Coon Joshua J, Shabanowitz Jeffrey, Hunt Donald F, Syka John E P
Department of Chemistry, University of Virginia, McCormick Road, Charlottesville, VA 22908, USA.
J Am Soc Mass Spectrom. 2005 Jun;16(6):880-2. doi: 10.1016/j.jasms.2005.01.015. Epub 2005 Apr 14.

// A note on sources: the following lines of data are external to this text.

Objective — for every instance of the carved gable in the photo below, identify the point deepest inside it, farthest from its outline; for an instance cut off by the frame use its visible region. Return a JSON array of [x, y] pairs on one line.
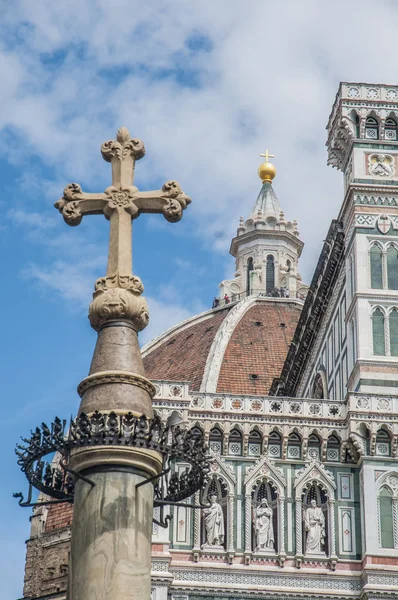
[[265, 468], [218, 466]]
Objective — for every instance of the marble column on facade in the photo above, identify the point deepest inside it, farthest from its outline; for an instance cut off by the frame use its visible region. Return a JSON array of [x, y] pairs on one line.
[[231, 525], [395, 520], [281, 527]]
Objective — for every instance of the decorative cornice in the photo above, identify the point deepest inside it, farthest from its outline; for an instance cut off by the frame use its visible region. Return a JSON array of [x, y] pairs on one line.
[[323, 281]]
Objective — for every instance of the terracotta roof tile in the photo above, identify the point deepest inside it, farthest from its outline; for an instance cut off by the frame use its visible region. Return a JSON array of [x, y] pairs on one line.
[[257, 349], [182, 357]]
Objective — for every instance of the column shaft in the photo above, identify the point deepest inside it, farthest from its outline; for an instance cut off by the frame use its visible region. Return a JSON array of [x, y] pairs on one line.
[[111, 537]]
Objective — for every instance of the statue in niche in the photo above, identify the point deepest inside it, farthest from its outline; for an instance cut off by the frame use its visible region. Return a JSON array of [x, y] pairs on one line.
[[264, 527], [214, 523], [314, 522]]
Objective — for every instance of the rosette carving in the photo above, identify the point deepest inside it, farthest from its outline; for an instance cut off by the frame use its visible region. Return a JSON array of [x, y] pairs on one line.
[[118, 304], [123, 146], [172, 210]]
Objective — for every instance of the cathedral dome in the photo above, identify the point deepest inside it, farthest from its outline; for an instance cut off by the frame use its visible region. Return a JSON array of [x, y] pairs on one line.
[[235, 349]]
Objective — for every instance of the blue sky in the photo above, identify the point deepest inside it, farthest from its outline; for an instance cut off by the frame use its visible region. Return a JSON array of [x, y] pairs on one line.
[[207, 86]]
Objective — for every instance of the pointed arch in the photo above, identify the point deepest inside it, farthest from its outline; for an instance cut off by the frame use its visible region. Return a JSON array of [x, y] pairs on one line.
[[315, 482], [392, 267], [393, 326], [383, 442], [390, 127], [270, 274], [376, 266], [216, 440], [235, 442], [264, 479]]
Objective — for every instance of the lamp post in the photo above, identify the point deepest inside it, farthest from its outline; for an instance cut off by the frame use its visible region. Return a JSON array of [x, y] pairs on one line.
[[117, 459]]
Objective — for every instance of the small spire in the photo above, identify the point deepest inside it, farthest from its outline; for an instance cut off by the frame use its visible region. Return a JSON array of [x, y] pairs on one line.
[[267, 171]]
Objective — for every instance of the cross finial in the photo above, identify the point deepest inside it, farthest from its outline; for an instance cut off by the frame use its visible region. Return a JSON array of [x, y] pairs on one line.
[[116, 296], [267, 155]]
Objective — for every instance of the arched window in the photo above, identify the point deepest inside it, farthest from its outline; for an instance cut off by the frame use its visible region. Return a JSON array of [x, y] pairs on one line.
[[371, 129], [390, 131], [393, 321], [274, 445], [383, 444], [376, 271], [318, 390], [254, 443], [235, 443], [333, 449], [197, 433], [217, 490], [314, 446], [270, 274], [265, 537], [392, 268], [250, 268], [357, 126], [294, 446], [215, 440], [379, 342], [386, 524]]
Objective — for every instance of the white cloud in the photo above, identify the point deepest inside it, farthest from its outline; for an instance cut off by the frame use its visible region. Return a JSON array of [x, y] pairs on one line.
[[32, 219], [262, 75]]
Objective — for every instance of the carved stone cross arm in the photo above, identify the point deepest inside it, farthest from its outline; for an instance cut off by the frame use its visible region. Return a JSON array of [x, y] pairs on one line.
[[121, 203]]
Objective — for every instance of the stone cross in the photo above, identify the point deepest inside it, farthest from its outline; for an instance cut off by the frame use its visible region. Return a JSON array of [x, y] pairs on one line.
[[267, 155], [116, 296]]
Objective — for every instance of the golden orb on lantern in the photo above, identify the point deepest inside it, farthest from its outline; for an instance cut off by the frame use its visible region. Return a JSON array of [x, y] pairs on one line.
[[267, 170]]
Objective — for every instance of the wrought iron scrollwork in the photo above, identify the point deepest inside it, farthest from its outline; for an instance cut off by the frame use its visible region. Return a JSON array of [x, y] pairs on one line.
[[177, 445]]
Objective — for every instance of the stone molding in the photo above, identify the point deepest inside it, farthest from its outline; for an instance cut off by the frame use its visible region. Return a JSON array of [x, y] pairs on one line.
[[105, 377], [220, 343]]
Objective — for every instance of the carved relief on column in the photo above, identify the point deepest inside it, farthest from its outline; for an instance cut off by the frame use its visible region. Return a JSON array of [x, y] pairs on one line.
[[384, 268], [372, 444], [284, 446], [378, 522], [196, 529], [231, 514], [395, 521], [324, 448], [387, 335], [394, 446], [299, 532], [332, 528], [248, 528], [305, 448], [245, 444]]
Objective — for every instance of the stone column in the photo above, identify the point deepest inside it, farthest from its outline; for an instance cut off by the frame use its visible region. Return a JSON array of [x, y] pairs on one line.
[[230, 542], [111, 537], [248, 524], [281, 520], [395, 521], [112, 520], [299, 527], [332, 529]]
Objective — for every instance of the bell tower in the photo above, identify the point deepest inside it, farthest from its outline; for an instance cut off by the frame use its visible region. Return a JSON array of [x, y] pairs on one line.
[[266, 248], [363, 144]]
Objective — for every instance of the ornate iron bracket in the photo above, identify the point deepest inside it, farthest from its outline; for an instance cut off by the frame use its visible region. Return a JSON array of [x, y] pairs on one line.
[[54, 477]]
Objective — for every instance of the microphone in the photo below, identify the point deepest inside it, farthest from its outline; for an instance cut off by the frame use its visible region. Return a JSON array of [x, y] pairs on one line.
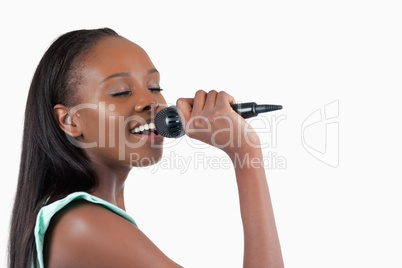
[[168, 124]]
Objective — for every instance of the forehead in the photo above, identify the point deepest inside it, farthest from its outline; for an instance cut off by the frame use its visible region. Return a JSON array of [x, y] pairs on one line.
[[116, 54]]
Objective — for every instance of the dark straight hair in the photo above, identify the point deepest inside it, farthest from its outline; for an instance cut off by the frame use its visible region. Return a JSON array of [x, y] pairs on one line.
[[51, 166]]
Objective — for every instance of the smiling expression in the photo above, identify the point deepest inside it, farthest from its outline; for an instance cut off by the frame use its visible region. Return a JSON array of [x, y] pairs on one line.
[[119, 92]]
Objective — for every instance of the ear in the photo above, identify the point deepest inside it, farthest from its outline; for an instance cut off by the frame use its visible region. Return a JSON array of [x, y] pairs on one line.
[[66, 121]]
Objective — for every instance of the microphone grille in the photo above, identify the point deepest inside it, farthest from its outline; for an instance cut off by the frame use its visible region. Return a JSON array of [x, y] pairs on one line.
[[168, 124]]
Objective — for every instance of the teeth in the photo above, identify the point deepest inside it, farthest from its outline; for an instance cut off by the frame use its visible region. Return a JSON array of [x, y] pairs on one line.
[[143, 127]]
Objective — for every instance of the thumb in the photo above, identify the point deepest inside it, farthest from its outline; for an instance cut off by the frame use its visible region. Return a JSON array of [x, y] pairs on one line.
[[184, 109]]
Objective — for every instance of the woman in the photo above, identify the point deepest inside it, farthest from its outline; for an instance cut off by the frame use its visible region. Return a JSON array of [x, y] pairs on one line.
[[90, 107]]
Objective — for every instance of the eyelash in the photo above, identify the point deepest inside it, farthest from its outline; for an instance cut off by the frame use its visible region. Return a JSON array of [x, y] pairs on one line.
[[124, 93], [155, 89]]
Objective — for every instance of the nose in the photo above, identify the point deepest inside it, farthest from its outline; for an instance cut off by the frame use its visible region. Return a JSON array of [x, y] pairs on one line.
[[147, 103]]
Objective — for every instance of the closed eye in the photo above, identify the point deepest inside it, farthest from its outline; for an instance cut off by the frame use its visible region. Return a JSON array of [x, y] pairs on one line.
[[122, 93], [155, 89]]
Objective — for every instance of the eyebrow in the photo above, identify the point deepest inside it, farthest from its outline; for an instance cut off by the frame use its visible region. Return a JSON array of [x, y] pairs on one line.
[[126, 74]]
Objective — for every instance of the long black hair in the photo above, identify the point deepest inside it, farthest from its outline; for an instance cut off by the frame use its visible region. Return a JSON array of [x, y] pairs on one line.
[[51, 166]]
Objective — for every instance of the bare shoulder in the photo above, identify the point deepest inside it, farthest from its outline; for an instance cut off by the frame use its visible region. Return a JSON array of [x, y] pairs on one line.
[[84, 234]]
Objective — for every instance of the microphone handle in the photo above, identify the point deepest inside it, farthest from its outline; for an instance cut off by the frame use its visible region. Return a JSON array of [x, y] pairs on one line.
[[251, 109]]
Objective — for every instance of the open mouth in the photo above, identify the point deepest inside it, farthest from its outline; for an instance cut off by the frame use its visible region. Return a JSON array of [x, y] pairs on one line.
[[144, 129]]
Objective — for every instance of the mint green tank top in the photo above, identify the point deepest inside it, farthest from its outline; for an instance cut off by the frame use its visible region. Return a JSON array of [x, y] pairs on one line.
[[48, 211]]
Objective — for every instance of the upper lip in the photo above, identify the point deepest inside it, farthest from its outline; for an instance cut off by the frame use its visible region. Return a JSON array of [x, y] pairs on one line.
[[142, 123]]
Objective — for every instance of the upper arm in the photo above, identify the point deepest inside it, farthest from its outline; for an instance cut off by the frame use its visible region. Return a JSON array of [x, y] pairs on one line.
[[88, 235]]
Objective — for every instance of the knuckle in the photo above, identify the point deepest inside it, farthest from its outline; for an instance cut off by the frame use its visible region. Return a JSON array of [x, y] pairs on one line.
[[199, 123], [200, 92]]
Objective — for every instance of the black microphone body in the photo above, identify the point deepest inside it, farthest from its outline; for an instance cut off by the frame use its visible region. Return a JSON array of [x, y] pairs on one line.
[[168, 124]]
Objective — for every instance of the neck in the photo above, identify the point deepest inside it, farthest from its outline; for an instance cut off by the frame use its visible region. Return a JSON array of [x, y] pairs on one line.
[[111, 183]]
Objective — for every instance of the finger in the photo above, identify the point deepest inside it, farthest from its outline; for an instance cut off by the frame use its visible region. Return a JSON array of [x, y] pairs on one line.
[[210, 100], [184, 108], [199, 102], [224, 99]]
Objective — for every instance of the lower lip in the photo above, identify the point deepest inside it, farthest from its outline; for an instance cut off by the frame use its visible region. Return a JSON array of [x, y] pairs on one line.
[[151, 137]]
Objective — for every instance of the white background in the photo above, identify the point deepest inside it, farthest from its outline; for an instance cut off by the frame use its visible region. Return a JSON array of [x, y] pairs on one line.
[[301, 54]]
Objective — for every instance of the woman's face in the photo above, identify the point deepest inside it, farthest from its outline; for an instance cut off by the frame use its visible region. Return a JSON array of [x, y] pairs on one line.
[[119, 93]]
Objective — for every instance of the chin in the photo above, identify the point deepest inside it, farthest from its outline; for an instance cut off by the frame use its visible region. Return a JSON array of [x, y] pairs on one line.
[[143, 160]]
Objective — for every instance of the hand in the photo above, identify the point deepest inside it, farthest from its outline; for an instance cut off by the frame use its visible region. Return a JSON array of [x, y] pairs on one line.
[[208, 117]]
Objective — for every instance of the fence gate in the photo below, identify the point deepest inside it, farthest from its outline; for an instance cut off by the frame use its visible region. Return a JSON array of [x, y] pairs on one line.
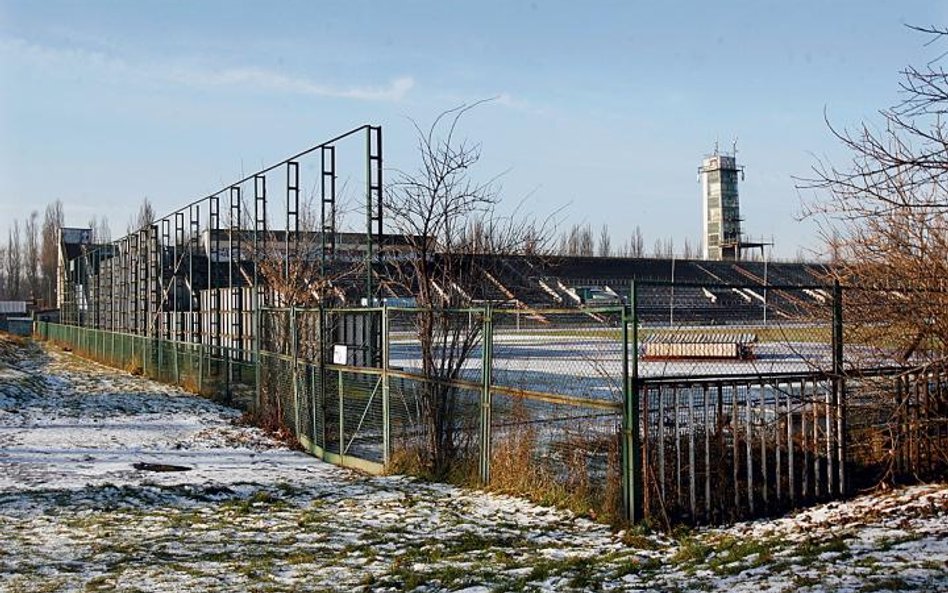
[[321, 373]]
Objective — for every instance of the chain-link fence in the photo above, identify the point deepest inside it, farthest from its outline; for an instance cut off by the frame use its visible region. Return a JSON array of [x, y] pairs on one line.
[[223, 374], [690, 403]]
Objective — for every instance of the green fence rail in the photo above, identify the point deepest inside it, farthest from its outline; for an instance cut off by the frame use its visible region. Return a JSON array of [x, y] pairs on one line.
[[644, 410]]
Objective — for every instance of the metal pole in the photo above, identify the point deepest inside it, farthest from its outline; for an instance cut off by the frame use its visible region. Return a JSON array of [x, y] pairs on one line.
[[631, 445], [839, 386], [487, 346], [386, 411]]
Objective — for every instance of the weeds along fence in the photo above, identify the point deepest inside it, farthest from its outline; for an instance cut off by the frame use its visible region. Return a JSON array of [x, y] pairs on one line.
[[622, 412], [529, 402], [223, 374]]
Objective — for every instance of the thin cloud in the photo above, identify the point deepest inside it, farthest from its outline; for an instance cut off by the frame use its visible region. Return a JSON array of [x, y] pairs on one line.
[[73, 60]]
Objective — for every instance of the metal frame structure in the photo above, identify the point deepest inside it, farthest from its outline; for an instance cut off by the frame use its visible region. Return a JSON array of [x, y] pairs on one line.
[[191, 276]]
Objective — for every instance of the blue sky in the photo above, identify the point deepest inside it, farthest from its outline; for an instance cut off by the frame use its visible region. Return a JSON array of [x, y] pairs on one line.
[[603, 109]]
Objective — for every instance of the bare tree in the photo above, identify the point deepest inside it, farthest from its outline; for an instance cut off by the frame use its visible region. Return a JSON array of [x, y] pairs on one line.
[[884, 216], [605, 242], [101, 233], [31, 255], [435, 208], [688, 251], [14, 263], [49, 253], [637, 243], [144, 218], [3, 275]]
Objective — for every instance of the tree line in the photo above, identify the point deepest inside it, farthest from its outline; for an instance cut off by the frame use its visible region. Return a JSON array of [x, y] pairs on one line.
[[581, 240], [29, 257]]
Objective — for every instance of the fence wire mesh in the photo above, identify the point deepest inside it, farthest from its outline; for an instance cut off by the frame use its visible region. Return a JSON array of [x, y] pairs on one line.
[[751, 399]]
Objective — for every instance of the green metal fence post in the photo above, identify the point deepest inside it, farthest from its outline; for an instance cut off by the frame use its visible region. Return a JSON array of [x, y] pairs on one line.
[[256, 346], [487, 356], [839, 387], [631, 441], [294, 345], [386, 411]]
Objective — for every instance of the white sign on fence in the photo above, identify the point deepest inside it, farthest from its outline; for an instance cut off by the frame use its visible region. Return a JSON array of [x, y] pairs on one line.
[[340, 354]]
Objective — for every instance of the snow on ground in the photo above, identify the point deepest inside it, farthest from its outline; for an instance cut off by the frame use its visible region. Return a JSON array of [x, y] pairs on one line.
[[251, 515]]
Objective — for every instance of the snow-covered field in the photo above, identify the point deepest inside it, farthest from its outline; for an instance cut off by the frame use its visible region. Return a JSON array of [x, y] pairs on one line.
[[76, 514]]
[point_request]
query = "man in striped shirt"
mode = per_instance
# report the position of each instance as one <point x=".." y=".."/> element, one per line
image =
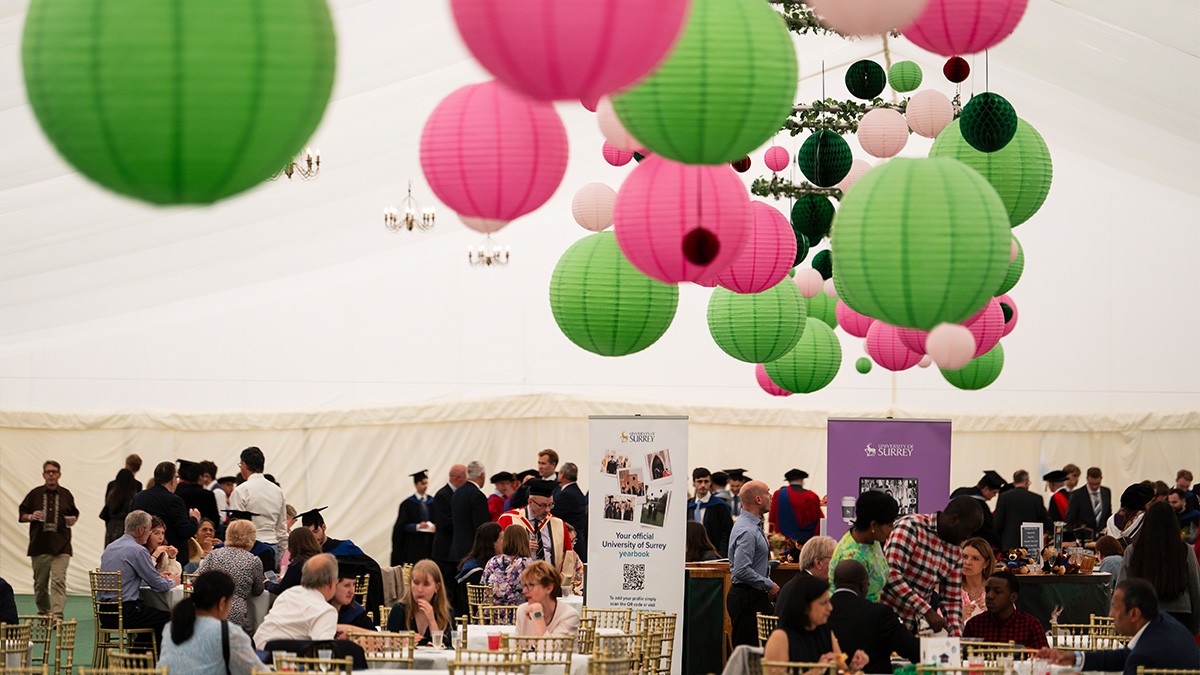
<point x="927" y="565"/>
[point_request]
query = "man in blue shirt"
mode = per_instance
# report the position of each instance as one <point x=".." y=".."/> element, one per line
<point x="129" y="556"/>
<point x="751" y="589"/>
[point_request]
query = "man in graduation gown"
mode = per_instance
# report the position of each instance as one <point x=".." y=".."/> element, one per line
<point x="346" y="550"/>
<point x="549" y="538"/>
<point x="985" y="490"/>
<point x="795" y="511"/>
<point x="412" y="537"/>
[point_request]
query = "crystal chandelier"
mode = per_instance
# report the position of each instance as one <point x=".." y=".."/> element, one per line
<point x="307" y="168"/>
<point x="489" y="254"/>
<point x="406" y="216"/>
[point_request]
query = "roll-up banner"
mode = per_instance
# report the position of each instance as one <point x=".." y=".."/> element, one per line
<point x="637" y="506"/>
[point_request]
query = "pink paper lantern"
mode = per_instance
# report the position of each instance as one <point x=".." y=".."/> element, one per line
<point x="777" y="157"/>
<point x="615" y="155"/>
<point x="952" y="28"/>
<point x="852" y="322"/>
<point x="809" y="281"/>
<point x="929" y="112"/>
<point x="679" y="222"/>
<point x="882" y="132"/>
<point x="499" y="166"/>
<point x="1012" y="322"/>
<point x="867" y="17"/>
<point x="556" y="49"/>
<point x="857" y="169"/>
<point x="612" y="130"/>
<point x="951" y="345"/>
<point x="767" y="384"/>
<point x="987" y="326"/>
<point x="768" y="254"/>
<point x="592" y="207"/>
<point x="885" y="347"/>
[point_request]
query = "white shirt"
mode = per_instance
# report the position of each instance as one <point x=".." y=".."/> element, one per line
<point x="259" y="495"/>
<point x="298" y="614"/>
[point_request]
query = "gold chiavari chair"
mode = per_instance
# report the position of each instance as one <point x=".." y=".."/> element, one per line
<point x="112" y="610"/>
<point x="64" y="646"/>
<point x="126" y="659"/>
<point x="586" y="637"/>
<point x="15" y="643"/>
<point x="660" y="632"/>
<point x="498" y="615"/>
<point x="545" y="650"/>
<point x="478" y="596"/>
<point x="767" y="623"/>
<point x="343" y="665"/>
<point x="798" y="668"/>
<point x="616" y="619"/>
<point x="387" y="650"/>
<point x="41" y="632"/>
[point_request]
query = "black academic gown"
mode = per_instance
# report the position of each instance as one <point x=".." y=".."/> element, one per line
<point x="407" y="544"/>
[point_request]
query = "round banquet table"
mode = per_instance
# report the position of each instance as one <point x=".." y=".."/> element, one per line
<point x="1079" y="595"/>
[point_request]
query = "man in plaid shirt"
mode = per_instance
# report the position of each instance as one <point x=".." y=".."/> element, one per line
<point x="925" y="561"/>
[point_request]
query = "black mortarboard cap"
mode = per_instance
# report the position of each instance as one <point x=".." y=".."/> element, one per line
<point x="312" y="517"/>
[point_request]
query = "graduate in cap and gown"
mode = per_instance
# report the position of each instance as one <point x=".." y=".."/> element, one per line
<point x="412" y="537"/>
<point x="345" y="550"/>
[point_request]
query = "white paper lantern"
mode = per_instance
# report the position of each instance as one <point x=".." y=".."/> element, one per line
<point x="882" y="132"/>
<point x="867" y="17"/>
<point x="929" y="112"/>
<point x="592" y="207"/>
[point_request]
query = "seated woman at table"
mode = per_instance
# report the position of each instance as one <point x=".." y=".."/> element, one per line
<point x="471" y="571"/>
<point x="424" y="607"/>
<point x="301" y="545"/>
<point x="541" y="614"/>
<point x="803" y="633"/>
<point x="192" y="641"/>
<point x="163" y="555"/>
<point x="503" y="572"/>
<point x="244" y="567"/>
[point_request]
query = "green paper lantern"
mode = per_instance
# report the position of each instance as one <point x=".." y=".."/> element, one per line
<point x="865" y="79"/>
<point x="811" y="216"/>
<point x="988" y="121"/>
<point x="724" y="90"/>
<point x="825" y="157"/>
<point x="603" y="304"/>
<point x="811" y="364"/>
<point x="178" y="102"/>
<point x="905" y="76"/>
<point x="1014" y="270"/>
<point x="979" y="372"/>
<point x="757" y="327"/>
<point x="919" y="243"/>
<point x="822" y="262"/>
<point x="823" y="309"/>
<point x="1021" y="172"/>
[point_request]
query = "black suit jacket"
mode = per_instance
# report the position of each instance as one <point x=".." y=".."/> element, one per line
<point x="1013" y="508"/>
<point x="718" y="523"/>
<point x="570" y="507"/>
<point x="1164" y="644"/>
<point x="469" y="511"/>
<point x="1080" y="513"/>
<point x="871" y="627"/>
<point x="443" y="521"/>
<point x="171" y="508"/>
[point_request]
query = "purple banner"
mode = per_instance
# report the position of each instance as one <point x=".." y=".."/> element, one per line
<point x="909" y="459"/>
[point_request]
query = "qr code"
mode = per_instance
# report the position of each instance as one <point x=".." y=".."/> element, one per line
<point x="635" y="578"/>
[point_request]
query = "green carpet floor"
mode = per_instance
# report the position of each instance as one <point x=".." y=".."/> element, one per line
<point x="78" y="608"/>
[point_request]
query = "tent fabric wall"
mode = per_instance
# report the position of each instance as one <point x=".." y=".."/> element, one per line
<point x="357" y="461"/>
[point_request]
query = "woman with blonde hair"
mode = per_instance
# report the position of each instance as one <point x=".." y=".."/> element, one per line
<point x="503" y="572"/>
<point x="424" y="608"/>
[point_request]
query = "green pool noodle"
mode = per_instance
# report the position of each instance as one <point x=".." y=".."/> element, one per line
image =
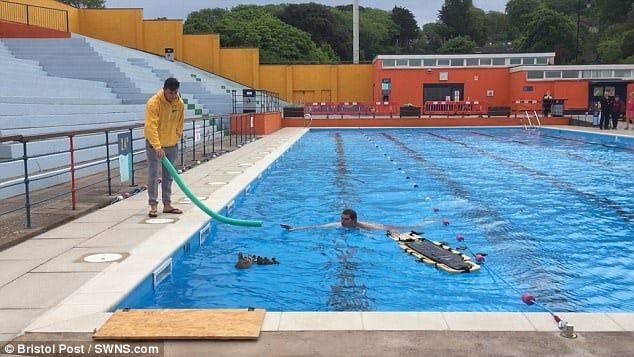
<point x="179" y="181"/>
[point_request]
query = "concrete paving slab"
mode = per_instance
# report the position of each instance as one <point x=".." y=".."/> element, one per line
<point x="403" y="321"/>
<point x="108" y="216"/>
<point x="14" y="320"/>
<point x="120" y="238"/>
<point x="76" y="230"/>
<point x="318" y="321"/>
<point x="40" y="290"/>
<point x="487" y="321"/>
<point x="87" y="324"/>
<point x="36" y="249"/>
<point x="13" y="269"/>
<point x="71" y="261"/>
<point x="65" y="314"/>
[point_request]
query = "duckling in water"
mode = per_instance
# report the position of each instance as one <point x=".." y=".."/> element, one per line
<point x="244" y="262"/>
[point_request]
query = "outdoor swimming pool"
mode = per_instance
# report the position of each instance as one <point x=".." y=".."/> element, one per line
<point x="554" y="211"/>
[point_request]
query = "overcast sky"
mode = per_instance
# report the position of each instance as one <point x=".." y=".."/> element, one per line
<point x="424" y="10"/>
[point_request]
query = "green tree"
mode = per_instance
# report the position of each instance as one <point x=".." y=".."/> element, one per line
<point x="249" y="25"/>
<point x="613" y="11"/>
<point x="627" y="45"/>
<point x="86" y="4"/>
<point x="520" y="12"/>
<point x="203" y="21"/>
<point x="435" y="35"/>
<point x="455" y="14"/>
<point x="498" y="28"/>
<point x="407" y="31"/>
<point x="549" y="30"/>
<point x="609" y="51"/>
<point x="321" y="24"/>
<point x="376" y="30"/>
<point x="458" y="44"/>
<point x="478" y="30"/>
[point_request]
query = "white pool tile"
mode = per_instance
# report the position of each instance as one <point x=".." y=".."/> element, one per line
<point x="625" y="320"/>
<point x="403" y="321"/>
<point x="320" y="321"/>
<point x="591" y="322"/>
<point x="271" y="321"/>
<point x="487" y="321"/>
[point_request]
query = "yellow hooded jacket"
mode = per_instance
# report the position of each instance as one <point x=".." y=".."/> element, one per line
<point x="163" y="121"/>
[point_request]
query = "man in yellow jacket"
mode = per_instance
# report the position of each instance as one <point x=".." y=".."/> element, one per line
<point x="164" y="121"/>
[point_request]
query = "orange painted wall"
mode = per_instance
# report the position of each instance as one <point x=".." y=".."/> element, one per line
<point x="574" y="91"/>
<point x="265" y="123"/>
<point x="119" y="26"/>
<point x="321" y="83"/>
<point x="202" y="51"/>
<point x="241" y="65"/>
<point x="14" y="30"/>
<point x="73" y="18"/>
<point x="161" y="34"/>
<point x="407" y="84"/>
<point x="418" y="122"/>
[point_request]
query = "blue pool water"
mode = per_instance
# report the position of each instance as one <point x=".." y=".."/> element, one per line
<point x="553" y="210"/>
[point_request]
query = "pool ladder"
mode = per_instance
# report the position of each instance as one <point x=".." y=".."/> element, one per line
<point x="532" y="124"/>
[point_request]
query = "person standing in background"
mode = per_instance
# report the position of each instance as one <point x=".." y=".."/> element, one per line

Ion/ion reactions of multiply deprotonated peptide anions with xenon radical cations result in electron abstraction to generate charge-reduced peptide anions containing a free-radical site. Peptide backbone cleavage then occurs by hydrogen radical abstraction from a backbone amide N to facilitate cleavage of the adjacent C-C bond, thereby producing a- and x-type product ions. Introduction of free-radical sites to multiply charged peptides allows access to new fragmentation pathways that are otherwise too costly (e.g., lowers activation energies). Further, ion/ion chemistry, namely electron transfer reactions, presents a rapid and efficient means of generating odd-electron multiply charged peptides; these reactions can be used for studying gas-phase chemistries and for peptide sequence analysis.
多去质子化肽阴离子与氙自由基阳离子的离子/离子反应会导致电子提取,生成含有自由基位点的电荷减少的肽阴离子。然后通过从主链酰胺N上提取氢自由基来促进相邻C-C键的断裂,从而产生a型和x型产物离子,进而发生肽主链裂解。将自由基位点引入多电荷肽中可开启新的碎片化途径,否则这些途径成本过高(例如,降低活化能)。此外,离子/离子化学,即电子转移反应,提供了一种快速有效的生成奇数电子多电荷肽的方法;这些反应可用于研究气相化学和肽序列分析。